We maintain a wide variety of hardware and systems not only for our nonprofit clients, but also for ourselves. One challenge of that is connecting unique systems into one platform for monitoring. I am migrating all of our monitoring infrastructure from Icinga1 (https://icinga.com/docs/icinga1/latest/en/) to Icinga2 (https://icinga.com/), which has built in support for the Debian and Windows systems that we administer, and most of the services that run upon them. There are however, some specific aspects of systems that need to be monitored, with no existing method to monitor them. For those aspects, I write monitoring scripts that run commands, parse the output, and report back to the monitoring system.
The most recent instance of this was figuring out and setting up monitoring of Windows Server Azure backups using the Windows Scripting language PowerShell. As in most situations, this work was built on top of generously shared code from others. There already exists a PowerShell script (https://github.com/juangranados/nagios-plugins/blob/master/check_wsb.ps1) that I am using to check the Windows Server local backups, developed by Github user juangranados (https://github.com/juangranados). I took code from that script, and from a script to check Azure Backup Status (https://github.com/hkarthik7/Common-PowerShell-Scripts/blob/master/Get-A...) by Harish Karthic (https://github.com/hkarthik7) and developed my own script (https://github.com/mxroo/nagios-plugins/blob/master/check_cloudbackup.ps1). For this client server, we want to make sure the Windows backups to Azure have run within the last 48 hours, and that they completed successfully.
<# .SYNOPSIS Check Windows Azure Backup last scheduled job status. .DESCRIPTION Check Windows Azure Backup and returns Nagios output and code. PARAMETER Hours Number of hours since now to check for backup jobs. Default 48. .OUTPUTS OK: All last backups jobs within $Hours successful.
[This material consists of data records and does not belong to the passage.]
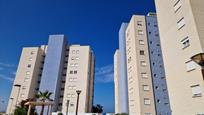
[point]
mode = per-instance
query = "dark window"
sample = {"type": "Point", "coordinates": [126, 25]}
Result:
{"type": "Point", "coordinates": [71, 72]}
{"type": "Point", "coordinates": [141, 52]}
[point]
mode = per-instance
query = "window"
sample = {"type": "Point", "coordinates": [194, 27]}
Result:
{"type": "Point", "coordinates": [158, 101]}
{"type": "Point", "coordinates": [75, 72]}
{"type": "Point", "coordinates": [190, 65]}
{"type": "Point", "coordinates": [129, 59]}
{"type": "Point", "coordinates": [28, 73]}
{"type": "Point", "coordinates": [77, 52]}
{"type": "Point", "coordinates": [71, 72]}
{"type": "Point", "coordinates": [140, 32]}
{"type": "Point", "coordinates": [74, 79]}
{"type": "Point", "coordinates": [141, 42]}
{"type": "Point", "coordinates": [68, 95]}
{"type": "Point", "coordinates": [185, 42]}
{"type": "Point", "coordinates": [180, 23]}
{"type": "Point", "coordinates": [26, 79]}
{"type": "Point", "coordinates": [147, 101]}
{"type": "Point", "coordinates": [139, 23]}
{"type": "Point", "coordinates": [143, 63]}
{"type": "Point", "coordinates": [177, 5]}
{"type": "Point", "coordinates": [76, 64]}
{"type": "Point", "coordinates": [71, 79]}
{"type": "Point", "coordinates": [146, 88]}
{"type": "Point", "coordinates": [141, 52]}
{"type": "Point", "coordinates": [156, 87]}
{"type": "Point", "coordinates": [22, 95]}
{"type": "Point", "coordinates": [72, 105]}
{"type": "Point", "coordinates": [73, 95]}
{"type": "Point", "coordinates": [29, 66]}
{"type": "Point", "coordinates": [196, 91]}
{"type": "Point", "coordinates": [144, 75]}
{"type": "Point", "coordinates": [73, 51]}
{"type": "Point", "coordinates": [24, 87]}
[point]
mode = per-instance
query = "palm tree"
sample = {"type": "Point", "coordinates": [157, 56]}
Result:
{"type": "Point", "coordinates": [43, 96]}
{"type": "Point", "coordinates": [97, 109]}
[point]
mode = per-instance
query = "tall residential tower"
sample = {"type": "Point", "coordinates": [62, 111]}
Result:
{"type": "Point", "coordinates": [58, 68]}
{"type": "Point", "coordinates": [181, 29]}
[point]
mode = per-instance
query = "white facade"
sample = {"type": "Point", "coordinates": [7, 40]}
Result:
{"type": "Point", "coordinates": [79, 77]}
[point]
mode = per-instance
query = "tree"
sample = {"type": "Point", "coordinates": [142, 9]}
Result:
{"type": "Point", "coordinates": [43, 96]}
{"type": "Point", "coordinates": [97, 109]}
{"type": "Point", "coordinates": [22, 109]}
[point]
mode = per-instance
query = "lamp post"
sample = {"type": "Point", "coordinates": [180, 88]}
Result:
{"type": "Point", "coordinates": [78, 93]}
{"type": "Point", "coordinates": [19, 87]}
{"type": "Point", "coordinates": [67, 107]}
{"type": "Point", "coordinates": [199, 59]}
{"type": "Point", "coordinates": [11, 105]}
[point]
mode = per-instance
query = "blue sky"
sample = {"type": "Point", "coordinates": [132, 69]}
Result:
{"type": "Point", "coordinates": [87, 22]}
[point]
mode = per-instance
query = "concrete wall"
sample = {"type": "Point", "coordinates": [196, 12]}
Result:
{"type": "Point", "coordinates": [123, 70]}
{"type": "Point", "coordinates": [53, 67]}
{"type": "Point", "coordinates": [79, 78]}
{"type": "Point", "coordinates": [176, 57]}
{"type": "Point", "coordinates": [27, 77]}
{"type": "Point", "coordinates": [116, 81]}
{"type": "Point", "coordinates": [157, 67]}
{"type": "Point", "coordinates": [138, 64]}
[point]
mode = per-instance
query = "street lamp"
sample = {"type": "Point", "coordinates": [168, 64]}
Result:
{"type": "Point", "coordinates": [19, 86]}
{"type": "Point", "coordinates": [199, 59]}
{"type": "Point", "coordinates": [78, 93]}
{"type": "Point", "coordinates": [67, 107]}
{"type": "Point", "coordinates": [11, 105]}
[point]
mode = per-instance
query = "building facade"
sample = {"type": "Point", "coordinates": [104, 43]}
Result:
{"type": "Point", "coordinates": [116, 81]}
{"type": "Point", "coordinates": [123, 70]}
{"type": "Point", "coordinates": [181, 30]}
{"type": "Point", "coordinates": [47, 68]}
{"type": "Point", "coordinates": [157, 67]}
{"type": "Point", "coordinates": [140, 90]}
{"type": "Point", "coordinates": [80, 74]}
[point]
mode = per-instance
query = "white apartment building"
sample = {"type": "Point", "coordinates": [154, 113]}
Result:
{"type": "Point", "coordinates": [181, 29]}
{"type": "Point", "coordinates": [59, 68]}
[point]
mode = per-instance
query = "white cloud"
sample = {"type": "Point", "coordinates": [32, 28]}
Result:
{"type": "Point", "coordinates": [6, 78]}
{"type": "Point", "coordinates": [104, 74]}
{"type": "Point", "coordinates": [7, 65]}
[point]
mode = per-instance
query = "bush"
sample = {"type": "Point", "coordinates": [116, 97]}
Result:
{"type": "Point", "coordinates": [60, 114]}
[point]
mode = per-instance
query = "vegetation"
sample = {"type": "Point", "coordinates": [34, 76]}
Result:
{"type": "Point", "coordinates": [43, 96]}
{"type": "Point", "coordinates": [97, 109]}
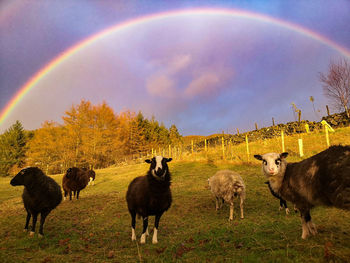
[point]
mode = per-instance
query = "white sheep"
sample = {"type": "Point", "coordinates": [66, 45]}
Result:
{"type": "Point", "coordinates": [226, 185]}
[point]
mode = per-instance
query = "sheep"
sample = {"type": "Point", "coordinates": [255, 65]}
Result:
{"type": "Point", "coordinates": [150, 195]}
{"type": "Point", "coordinates": [322, 179]}
{"type": "Point", "coordinates": [41, 194]}
{"type": "Point", "coordinates": [92, 176]}
{"type": "Point", "coordinates": [74, 180]}
{"type": "Point", "coordinates": [226, 185]}
{"type": "Point", "coordinates": [283, 203]}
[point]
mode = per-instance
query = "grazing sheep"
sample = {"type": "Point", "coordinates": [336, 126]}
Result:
{"type": "Point", "coordinates": [92, 175]}
{"type": "Point", "coordinates": [75, 180]}
{"type": "Point", "coordinates": [150, 195]}
{"type": "Point", "coordinates": [41, 194]}
{"type": "Point", "coordinates": [283, 203]}
{"type": "Point", "coordinates": [226, 185]}
{"type": "Point", "coordinates": [323, 179]}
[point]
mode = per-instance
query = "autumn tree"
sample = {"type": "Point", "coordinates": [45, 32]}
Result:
{"type": "Point", "coordinates": [336, 84]}
{"type": "Point", "coordinates": [12, 148]}
{"type": "Point", "coordinates": [47, 148]}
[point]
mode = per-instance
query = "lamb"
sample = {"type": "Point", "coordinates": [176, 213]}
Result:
{"type": "Point", "coordinates": [323, 179]}
{"type": "Point", "coordinates": [283, 203]}
{"type": "Point", "coordinates": [226, 185]}
{"type": "Point", "coordinates": [150, 195]}
{"type": "Point", "coordinates": [41, 194]}
{"type": "Point", "coordinates": [75, 180]}
{"type": "Point", "coordinates": [92, 176]}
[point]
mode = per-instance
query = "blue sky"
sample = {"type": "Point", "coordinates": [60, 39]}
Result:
{"type": "Point", "coordinates": [203, 73]}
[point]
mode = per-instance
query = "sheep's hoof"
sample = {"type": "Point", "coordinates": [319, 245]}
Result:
{"type": "Point", "coordinates": [143, 239]}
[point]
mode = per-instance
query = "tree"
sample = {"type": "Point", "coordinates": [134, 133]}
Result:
{"type": "Point", "coordinates": [336, 84]}
{"type": "Point", "coordinates": [12, 148]}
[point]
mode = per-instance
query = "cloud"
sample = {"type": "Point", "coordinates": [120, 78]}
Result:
{"type": "Point", "coordinates": [178, 63]}
{"type": "Point", "coordinates": [160, 85]}
{"type": "Point", "coordinates": [207, 84]}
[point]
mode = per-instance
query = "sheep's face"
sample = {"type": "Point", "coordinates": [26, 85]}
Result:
{"type": "Point", "coordinates": [24, 177]}
{"type": "Point", "coordinates": [238, 189]}
{"type": "Point", "coordinates": [70, 173]}
{"type": "Point", "coordinates": [273, 163]}
{"type": "Point", "coordinates": [159, 166]}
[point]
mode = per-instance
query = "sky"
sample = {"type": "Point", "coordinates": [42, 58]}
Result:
{"type": "Point", "coordinates": [205, 66]}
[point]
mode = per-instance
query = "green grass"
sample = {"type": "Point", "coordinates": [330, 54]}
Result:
{"type": "Point", "coordinates": [96, 228]}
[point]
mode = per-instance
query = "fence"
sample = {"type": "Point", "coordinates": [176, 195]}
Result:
{"type": "Point", "coordinates": [225, 148]}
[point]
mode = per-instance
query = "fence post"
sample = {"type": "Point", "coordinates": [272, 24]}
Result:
{"type": "Point", "coordinates": [307, 128]}
{"type": "Point", "coordinates": [327, 135]}
{"type": "Point", "coordinates": [223, 148]}
{"type": "Point", "coordinates": [246, 141]}
{"type": "Point", "coordinates": [301, 152]}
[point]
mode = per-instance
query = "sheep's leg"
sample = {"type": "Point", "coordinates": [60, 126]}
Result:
{"type": "Point", "coordinates": [295, 209]}
{"type": "Point", "coordinates": [133, 223]}
{"type": "Point", "coordinates": [283, 203]}
{"type": "Point", "coordinates": [42, 221]}
{"type": "Point", "coordinates": [241, 206]}
{"type": "Point", "coordinates": [231, 211]}
{"type": "Point", "coordinates": [217, 203]}
{"type": "Point", "coordinates": [27, 221]}
{"type": "Point", "coordinates": [145, 225]}
{"type": "Point", "coordinates": [307, 226]}
{"type": "Point", "coordinates": [155, 230]}
{"type": "Point", "coordinates": [35, 217]}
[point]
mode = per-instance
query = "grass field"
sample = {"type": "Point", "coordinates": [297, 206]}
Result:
{"type": "Point", "coordinates": [96, 228]}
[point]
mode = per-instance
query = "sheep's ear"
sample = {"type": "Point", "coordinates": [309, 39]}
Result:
{"type": "Point", "coordinates": [284, 155]}
{"type": "Point", "coordinates": [258, 156]}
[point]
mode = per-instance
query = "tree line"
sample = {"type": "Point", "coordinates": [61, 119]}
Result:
{"type": "Point", "coordinates": [91, 136]}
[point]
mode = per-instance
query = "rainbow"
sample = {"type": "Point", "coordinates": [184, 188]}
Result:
{"type": "Point", "coordinates": [155, 17]}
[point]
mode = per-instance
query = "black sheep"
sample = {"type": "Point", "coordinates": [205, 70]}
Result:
{"type": "Point", "coordinates": [41, 194]}
{"type": "Point", "coordinates": [150, 195]}
{"type": "Point", "coordinates": [283, 203]}
{"type": "Point", "coordinates": [322, 179]}
{"type": "Point", "coordinates": [75, 180]}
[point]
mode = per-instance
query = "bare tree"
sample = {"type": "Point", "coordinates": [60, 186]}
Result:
{"type": "Point", "coordinates": [336, 84]}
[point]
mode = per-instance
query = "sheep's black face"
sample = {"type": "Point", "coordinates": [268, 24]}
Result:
{"type": "Point", "coordinates": [159, 166]}
{"type": "Point", "coordinates": [23, 177]}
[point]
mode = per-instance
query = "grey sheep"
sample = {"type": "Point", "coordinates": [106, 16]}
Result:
{"type": "Point", "coordinates": [226, 185]}
{"type": "Point", "coordinates": [322, 179]}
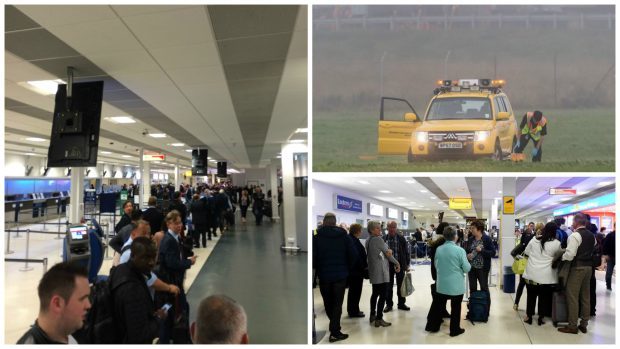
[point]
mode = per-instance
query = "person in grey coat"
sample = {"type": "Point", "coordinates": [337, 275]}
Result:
{"type": "Point", "coordinates": [379, 255]}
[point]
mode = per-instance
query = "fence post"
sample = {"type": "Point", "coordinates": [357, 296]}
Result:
{"type": "Point", "coordinates": [8, 243]}
{"type": "Point", "coordinates": [26, 267]}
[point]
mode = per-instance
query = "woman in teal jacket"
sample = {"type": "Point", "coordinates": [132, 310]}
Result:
{"type": "Point", "coordinates": [451, 264]}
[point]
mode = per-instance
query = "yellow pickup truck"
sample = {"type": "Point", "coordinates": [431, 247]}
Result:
{"type": "Point", "coordinates": [465, 118]}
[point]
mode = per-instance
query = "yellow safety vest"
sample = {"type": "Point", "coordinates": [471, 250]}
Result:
{"type": "Point", "coordinates": [533, 129]}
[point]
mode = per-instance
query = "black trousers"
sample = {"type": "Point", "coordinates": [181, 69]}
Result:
{"type": "Point", "coordinates": [544, 294]}
{"type": "Point", "coordinates": [435, 313]}
{"type": "Point", "coordinates": [593, 293]}
{"type": "Point", "coordinates": [333, 296]}
{"type": "Point", "coordinates": [520, 289]}
{"type": "Point", "coordinates": [399, 281]}
{"type": "Point", "coordinates": [478, 276]}
{"type": "Point", "coordinates": [377, 299]}
{"type": "Point", "coordinates": [523, 142]}
{"type": "Point", "coordinates": [355, 294]}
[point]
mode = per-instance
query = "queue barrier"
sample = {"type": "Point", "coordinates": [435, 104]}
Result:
{"type": "Point", "coordinates": [26, 260]}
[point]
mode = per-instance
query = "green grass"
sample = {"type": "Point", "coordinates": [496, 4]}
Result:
{"type": "Point", "coordinates": [578, 141]}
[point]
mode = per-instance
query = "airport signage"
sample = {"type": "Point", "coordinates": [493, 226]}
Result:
{"type": "Point", "coordinates": [509, 205]}
{"type": "Point", "coordinates": [375, 210]}
{"type": "Point", "coordinates": [460, 203]}
{"type": "Point", "coordinates": [153, 157]}
{"type": "Point", "coordinates": [562, 191]}
{"type": "Point", "coordinates": [601, 201]}
{"type": "Point", "coordinates": [348, 204]}
{"type": "Point", "coordinates": [392, 213]}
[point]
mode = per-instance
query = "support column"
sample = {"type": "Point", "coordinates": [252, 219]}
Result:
{"type": "Point", "coordinates": [507, 237]}
{"type": "Point", "coordinates": [273, 169]}
{"type": "Point", "coordinates": [76, 208]}
{"type": "Point", "coordinates": [295, 211]}
{"type": "Point", "coordinates": [145, 167]}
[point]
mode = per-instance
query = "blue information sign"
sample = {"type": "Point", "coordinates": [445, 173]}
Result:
{"type": "Point", "coordinates": [348, 204]}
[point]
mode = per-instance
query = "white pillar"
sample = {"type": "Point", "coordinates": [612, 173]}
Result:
{"type": "Point", "coordinates": [273, 169]}
{"type": "Point", "coordinates": [145, 167]}
{"type": "Point", "coordinates": [76, 209]}
{"type": "Point", "coordinates": [507, 237]}
{"type": "Point", "coordinates": [295, 212]}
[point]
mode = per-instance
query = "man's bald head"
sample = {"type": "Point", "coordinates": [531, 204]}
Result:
{"type": "Point", "coordinates": [220, 320]}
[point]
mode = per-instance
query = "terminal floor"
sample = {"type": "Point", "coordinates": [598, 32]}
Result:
{"type": "Point", "coordinates": [505, 325]}
{"type": "Point", "coordinates": [247, 250]}
{"type": "Point", "coordinates": [248, 266]}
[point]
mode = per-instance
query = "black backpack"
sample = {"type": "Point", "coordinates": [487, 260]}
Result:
{"type": "Point", "coordinates": [100, 325]}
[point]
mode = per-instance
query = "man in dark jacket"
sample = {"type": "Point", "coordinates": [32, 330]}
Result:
{"type": "Point", "coordinates": [172, 269]}
{"type": "Point", "coordinates": [609, 251]}
{"type": "Point", "coordinates": [333, 256]}
{"type": "Point", "coordinates": [153, 215]}
{"type": "Point", "coordinates": [400, 249]}
{"type": "Point", "coordinates": [579, 251]}
{"type": "Point", "coordinates": [134, 311]}
{"type": "Point", "coordinates": [356, 276]}
{"type": "Point", "coordinates": [199, 213]}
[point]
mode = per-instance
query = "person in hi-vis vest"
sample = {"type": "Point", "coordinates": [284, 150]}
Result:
{"type": "Point", "coordinates": [533, 126]}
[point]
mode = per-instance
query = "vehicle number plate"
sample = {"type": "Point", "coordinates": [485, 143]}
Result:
{"type": "Point", "coordinates": [450, 145]}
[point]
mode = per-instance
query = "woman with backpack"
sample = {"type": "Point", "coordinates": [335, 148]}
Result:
{"type": "Point", "coordinates": [539, 276]}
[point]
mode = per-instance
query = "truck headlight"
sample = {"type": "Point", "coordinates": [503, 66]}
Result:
{"type": "Point", "coordinates": [422, 137]}
{"type": "Point", "coordinates": [481, 136]}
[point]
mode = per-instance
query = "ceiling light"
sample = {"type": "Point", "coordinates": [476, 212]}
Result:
{"type": "Point", "coordinates": [121, 119]}
{"type": "Point", "coordinates": [46, 87]}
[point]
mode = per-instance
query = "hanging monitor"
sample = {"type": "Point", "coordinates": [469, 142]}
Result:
{"type": "Point", "coordinates": [75, 127]}
{"type": "Point", "coordinates": [221, 169]}
{"type": "Point", "coordinates": [199, 162]}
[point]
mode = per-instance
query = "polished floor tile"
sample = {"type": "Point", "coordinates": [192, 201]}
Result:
{"type": "Point", "coordinates": [505, 325]}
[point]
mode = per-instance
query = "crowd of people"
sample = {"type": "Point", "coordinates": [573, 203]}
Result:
{"type": "Point", "coordinates": [559, 259]}
{"type": "Point", "coordinates": [153, 250]}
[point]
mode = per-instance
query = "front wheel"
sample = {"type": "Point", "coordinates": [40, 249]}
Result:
{"type": "Point", "coordinates": [497, 153]}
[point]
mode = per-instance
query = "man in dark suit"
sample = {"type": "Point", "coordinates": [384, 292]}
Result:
{"type": "Point", "coordinates": [172, 268]}
{"type": "Point", "coordinates": [199, 213]}
{"type": "Point", "coordinates": [153, 215]}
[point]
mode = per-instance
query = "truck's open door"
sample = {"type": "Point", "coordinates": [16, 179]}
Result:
{"type": "Point", "coordinates": [397, 121]}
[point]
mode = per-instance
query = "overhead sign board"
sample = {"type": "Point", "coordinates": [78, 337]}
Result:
{"type": "Point", "coordinates": [375, 210]}
{"type": "Point", "coordinates": [348, 204]}
{"type": "Point", "coordinates": [601, 201]}
{"type": "Point", "coordinates": [509, 205]}
{"type": "Point", "coordinates": [460, 203]}
{"type": "Point", "coordinates": [562, 191]}
{"type": "Point", "coordinates": [392, 213]}
{"type": "Point", "coordinates": [153, 157]}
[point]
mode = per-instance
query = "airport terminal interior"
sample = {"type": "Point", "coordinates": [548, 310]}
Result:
{"type": "Point", "coordinates": [193, 96]}
{"type": "Point", "coordinates": [415, 203]}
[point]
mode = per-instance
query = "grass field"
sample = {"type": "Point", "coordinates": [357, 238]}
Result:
{"type": "Point", "coordinates": [578, 141]}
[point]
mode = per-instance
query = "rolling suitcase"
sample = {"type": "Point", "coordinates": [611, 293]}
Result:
{"type": "Point", "coordinates": [559, 311]}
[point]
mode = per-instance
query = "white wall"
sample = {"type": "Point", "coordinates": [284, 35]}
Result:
{"type": "Point", "coordinates": [324, 202]}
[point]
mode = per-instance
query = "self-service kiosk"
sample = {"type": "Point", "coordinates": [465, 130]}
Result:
{"type": "Point", "coordinates": [77, 245]}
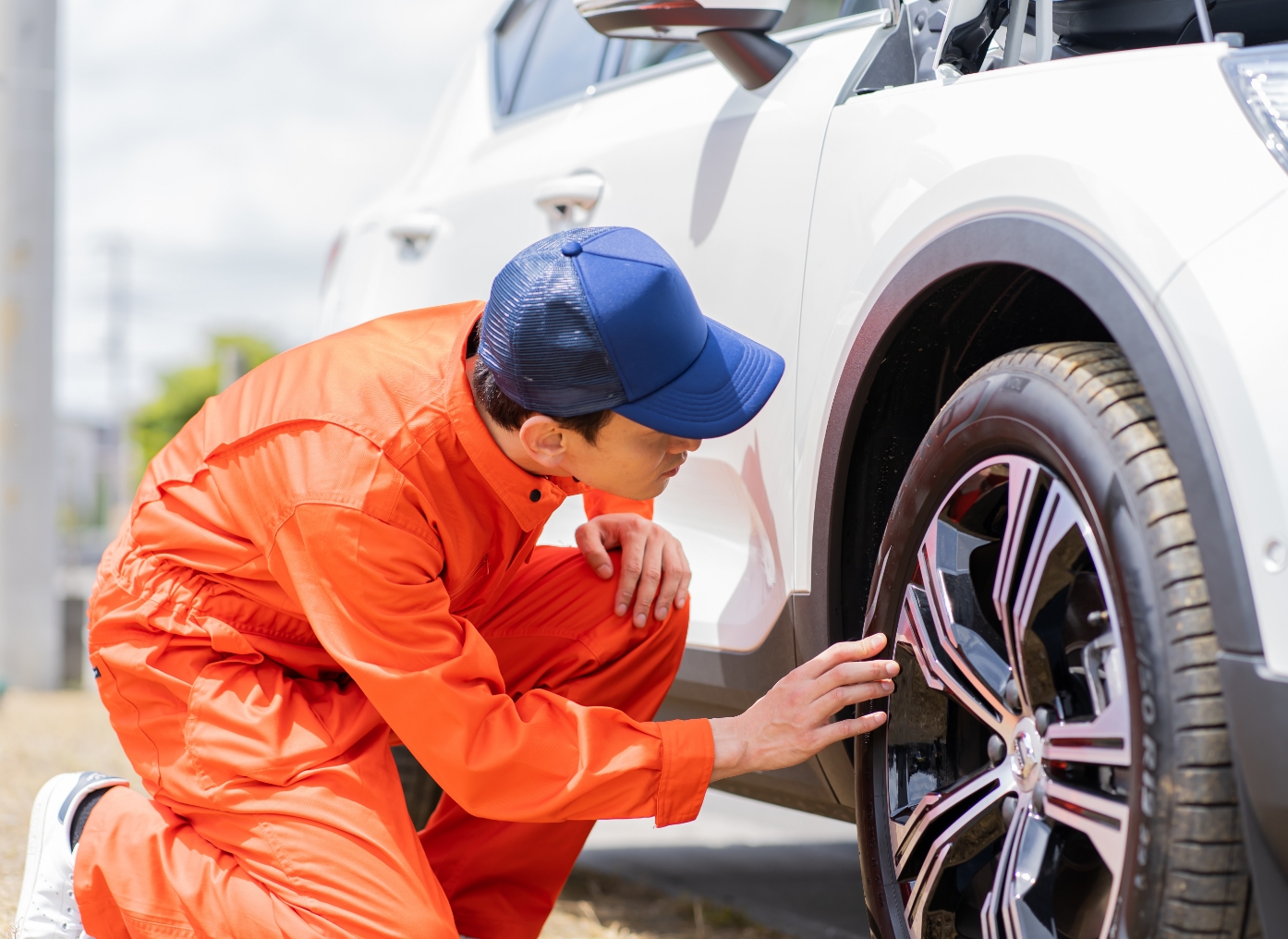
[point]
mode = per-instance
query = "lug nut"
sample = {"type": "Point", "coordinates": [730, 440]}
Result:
{"type": "Point", "coordinates": [1013, 694]}
{"type": "Point", "coordinates": [996, 750]}
{"type": "Point", "coordinates": [1009, 808]}
{"type": "Point", "coordinates": [1042, 717]}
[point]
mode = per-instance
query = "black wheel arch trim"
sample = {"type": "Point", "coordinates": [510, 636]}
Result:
{"type": "Point", "coordinates": [1069, 257]}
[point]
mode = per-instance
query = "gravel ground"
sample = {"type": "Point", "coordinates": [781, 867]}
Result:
{"type": "Point", "coordinates": [43, 733]}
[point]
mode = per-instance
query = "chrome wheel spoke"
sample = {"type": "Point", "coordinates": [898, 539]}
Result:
{"type": "Point", "coordinates": [944, 653]}
{"type": "Point", "coordinates": [943, 669]}
{"type": "Point", "coordinates": [1101, 820]}
{"type": "Point", "coordinates": [1104, 741]}
{"type": "Point", "coordinates": [967, 800]}
{"type": "Point", "coordinates": [1009, 632]}
{"type": "Point", "coordinates": [1023, 491]}
{"type": "Point", "coordinates": [1056, 530]}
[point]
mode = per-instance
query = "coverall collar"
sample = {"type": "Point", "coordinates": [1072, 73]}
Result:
{"type": "Point", "coordinates": [512, 483]}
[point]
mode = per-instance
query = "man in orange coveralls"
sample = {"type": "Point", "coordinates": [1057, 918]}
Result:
{"type": "Point", "coordinates": [339, 552]}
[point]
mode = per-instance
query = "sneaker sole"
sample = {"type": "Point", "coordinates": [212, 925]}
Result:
{"type": "Point", "coordinates": [59, 785]}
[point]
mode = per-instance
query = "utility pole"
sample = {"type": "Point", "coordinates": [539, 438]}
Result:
{"type": "Point", "coordinates": [30, 638]}
{"type": "Point", "coordinates": [117, 250]}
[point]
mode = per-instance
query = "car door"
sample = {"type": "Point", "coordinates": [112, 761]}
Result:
{"type": "Point", "coordinates": [499, 142]}
{"type": "Point", "coordinates": [723, 178]}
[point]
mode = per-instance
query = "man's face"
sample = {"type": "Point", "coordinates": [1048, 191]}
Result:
{"type": "Point", "coordinates": [626, 458]}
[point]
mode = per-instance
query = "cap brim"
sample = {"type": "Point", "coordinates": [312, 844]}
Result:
{"type": "Point", "coordinates": [723, 389]}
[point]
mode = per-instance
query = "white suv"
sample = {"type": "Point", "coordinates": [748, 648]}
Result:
{"type": "Point", "coordinates": [1033, 425]}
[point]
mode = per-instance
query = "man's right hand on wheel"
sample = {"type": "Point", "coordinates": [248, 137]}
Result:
{"type": "Point", "coordinates": [794, 720]}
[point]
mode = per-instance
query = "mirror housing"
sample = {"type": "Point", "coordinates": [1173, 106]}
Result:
{"type": "Point", "coordinates": [732, 30]}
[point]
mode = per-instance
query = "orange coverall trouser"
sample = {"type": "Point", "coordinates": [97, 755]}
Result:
{"type": "Point", "coordinates": [336, 854]}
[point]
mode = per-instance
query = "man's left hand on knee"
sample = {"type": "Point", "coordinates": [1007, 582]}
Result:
{"type": "Point", "coordinates": [653, 563]}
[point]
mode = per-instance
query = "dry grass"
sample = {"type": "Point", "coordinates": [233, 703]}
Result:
{"type": "Point", "coordinates": [597, 906]}
{"type": "Point", "coordinates": [43, 733]}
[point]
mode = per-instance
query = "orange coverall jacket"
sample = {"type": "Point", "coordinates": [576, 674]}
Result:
{"type": "Point", "coordinates": [346, 503]}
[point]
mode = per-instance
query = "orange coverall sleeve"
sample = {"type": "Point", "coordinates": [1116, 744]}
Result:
{"type": "Point", "coordinates": [603, 504]}
{"type": "Point", "coordinates": [371, 592]}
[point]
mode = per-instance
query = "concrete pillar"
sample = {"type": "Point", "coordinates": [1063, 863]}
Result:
{"type": "Point", "coordinates": [30, 630]}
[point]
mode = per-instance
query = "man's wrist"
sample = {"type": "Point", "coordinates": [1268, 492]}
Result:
{"type": "Point", "coordinates": [731, 748]}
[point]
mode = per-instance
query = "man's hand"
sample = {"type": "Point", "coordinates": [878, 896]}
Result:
{"type": "Point", "coordinates": [793, 722]}
{"type": "Point", "coordinates": [653, 563]}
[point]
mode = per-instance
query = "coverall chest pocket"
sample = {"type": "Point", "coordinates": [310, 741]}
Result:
{"type": "Point", "coordinates": [251, 720]}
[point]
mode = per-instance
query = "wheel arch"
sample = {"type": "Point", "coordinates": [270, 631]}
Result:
{"type": "Point", "coordinates": [1050, 252]}
{"type": "Point", "coordinates": [945, 272]}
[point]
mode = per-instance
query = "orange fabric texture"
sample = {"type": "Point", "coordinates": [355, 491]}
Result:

CRITICAL: Backup job failed. .EXAMPLE .\check_cloudbackup.ps1 -Hours 96 Based on check_wsb.ps1 by Juan Granados https://github.com/juangranados/nagios-plugins #> Param( [Parameter(Mandatory=$false,Position=0)] [ValidateNotNullOrEmpty()] [int]$Hours=48 ) # Set specific subscription Select-AzSubscription -Subscription "XXXX" | Out-Null # Get Vault $Vault = Get-AzRecoveryServicesVault # Get backup status try{ $BackupStatus = Get-AzRecoveryServicesBackupJob -VaultId $Vault.ID -ErrorAction Stop }catch{ Write-Output "UNKNOWN: Could not get Windows Azure Backup" $host.SetShouldExit(3) } # If backup status exists if ($BackupStatus){ # Go through each backup retrieved Foreach($Status in $BackupStatus) { # Check last backup $LastSuccessfulBackupTime = ($Status.EndTime).Date # If there is a last backup If ($LastSuccessfulBackupTime){ # If last backup has been performed in time and its result is ok, exit OK with last backup date If ( (($Status.EndTime).Date -ge (get-date).AddHours(-$($Hours))) -and $Status.Status -eq 'Completed'){ Write-Output "OK: last backup date $($Status.EndTime)." $host.SetShouldExit(0) } # If last backup was not performed in time, exit WARNING with last backup date ElseIf ( ($Status.EndTime).Date -le (get-date).AddHours(-$($Hours)) ){ Write-Output "WARNING: last backup date $($Status.EndTime)." $host.SetShouldExit(1) break } # If last backup failed, exit CRITICAL with last backup date ElseIf ( ($Status.Status) -eq 'Failed' ){ Write-Output "CRITICAL: Last backup ending $($Status.EndTime) failed." $host.SetShouldExit(2) break } # If none of the above tests work, exit UNKNOWN Else{ Write-Output "UNKNOWN: Unknown status" $host.SetShouldExit(3) } } # If there isn't a backup time, exit CRITICAL else{ Write-Output "CRITICAL: There is not any successful backup yet." $host.SetShouldExit(2) } } } # If no backup information, exit UNKNOWN Else{ Write-Output "UNKNOWN: Could not get Windows Server Backup information." $host.SetShouldExit(3) }
This script requires modification to use the appropriate Azure Subscription ID. It will only work when run as a user that has the Azure PowerShell modules installed (https://docs.microsoft.com/en-us/powershell/azure/install-az-ps), and when there is only one Vault in that subscription, which is our current use case. In the future, if we need to check more than one subscription or vault, I will copy the Foreach loops (https://github.com/hkarthik7/Common-PowerShell-Scripts/blob/c100c11342ab...) from Harish Karthic's script.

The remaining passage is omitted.